So Happy to see Cherry Blossoms: Haiku from the Year of the Great Earthquake and Tsunami まんかいのさくらがみれてうれしいな 大震災と津波の年が生みだした一句
So Happy to see Cherry Blossoms: Haiku from the Year of the Great Earthquake and Tsunami まんかいのさくらがみれてうれしいな 大震災と津波の年が生みだした一句

Volume 12 | Issue 39 | Number 4

Article ID 4193

 

 Co-Winner of the Kyoko Selden Translation Prize (2014)

Edited by Mayuzumi Madoka

Translated by Hiroaki and Nancy Sato

(Red Moon Press 2014)1

The great earthquake that struck off the Pacific coast of Japan’s northeast region on March 11, 2011, and the tsunami it created, destroyed wide swaths of the coastal regions, killing 16,000 people, with more than 2,600 people missing. The tsunami also disabled a nuclear power plant in Fukushima and forced large numbers of people to evacuate or flee the affected areas. Three years later, more than a quarter million people still live in temporary housing or elsewhere not in their own homes. Nearly 50,000 Fukushima residents continue to live outside the prefecture.2

Amid the torrents of words and images that gushed out of the calamities (and continue to do so), the haiku poet Mayuzumi Madoka’s anthology, まんかいのさくらがみれてうれしいな (2012), was a modest attempt to record how ordinary people in affected areas reacted to the disasters. She did this through the shortest poetic medium in the world, selecting haiku composed by amateur writers, of all generations.

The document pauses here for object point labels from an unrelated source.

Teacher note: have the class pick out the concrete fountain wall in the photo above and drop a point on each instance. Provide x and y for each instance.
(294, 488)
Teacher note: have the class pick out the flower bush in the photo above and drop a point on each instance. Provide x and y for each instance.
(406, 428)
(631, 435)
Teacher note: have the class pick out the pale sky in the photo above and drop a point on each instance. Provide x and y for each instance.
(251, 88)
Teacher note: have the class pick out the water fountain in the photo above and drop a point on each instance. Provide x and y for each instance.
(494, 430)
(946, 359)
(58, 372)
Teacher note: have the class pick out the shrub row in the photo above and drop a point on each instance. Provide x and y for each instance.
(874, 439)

Thus the author of the title haiku was, at the time, an 11-year-old boy, Abe Ryusei:

まんかいのさくらがみれてうれしいな

Mankai no sakura ga mirete ureshiina

I’m So Happy to See Cherry Blossoms in Full Bloom

This haiku may immediately bring to mind A. E. Housman’s famous poem that begins, “Loveliest of trees, the cherry now / Is hung with bloom along the bough.” But 11-year-old Abe’s circumstances couldn’t be more different. The fifth grader from Yamada Town, Iwate, explained: “Orikasa was left with wreckage and rubble. But I saw a cherry tree, small but blooming. It was in full bloom. So I wrote this haiku.”

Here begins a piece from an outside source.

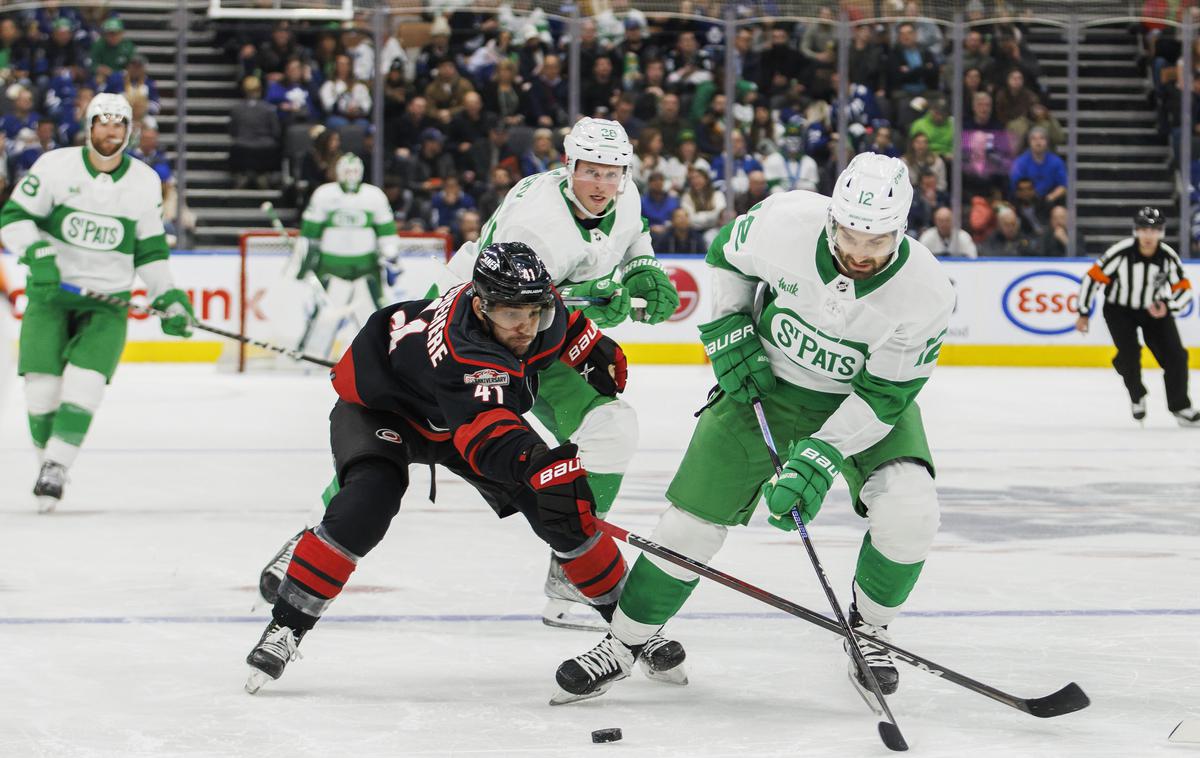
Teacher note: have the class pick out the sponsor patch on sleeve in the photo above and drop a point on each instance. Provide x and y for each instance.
(486, 377)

Orikasa, part of Yamada Town with 16,000 people, was almost totally destroyed by the tsunami and the great fire it touched off. The township of Yamada as a whole suffered a death toll of 604, with 149 people missing.

However, Abe Ryusei is not the youngest haiku writer whose work Mayuzumi selected for her anthology. That distinction goes to Shuto Miu, an 8-year-old girl, from Ishinomaki, Miyagi. She wrote:

年賀には「こんどあったらあそぼうね」

Nenga ni wa “Kondo attara asobo ne”

In New Year’s card: “Next time we meet let’s have fun”

Shuto explained: “Every year I exchanged New Year cards with a friend since kindergarten, but he died in the tsunami. The New Year card I had received two months before the tsunami said this. I feel very sad.”

The city of Ishinomaki, northeast of Sendai, was practically wiped out by the tsunami. Its death toll of 3,256, with 451 people missing, was the largest that any municipality suffered.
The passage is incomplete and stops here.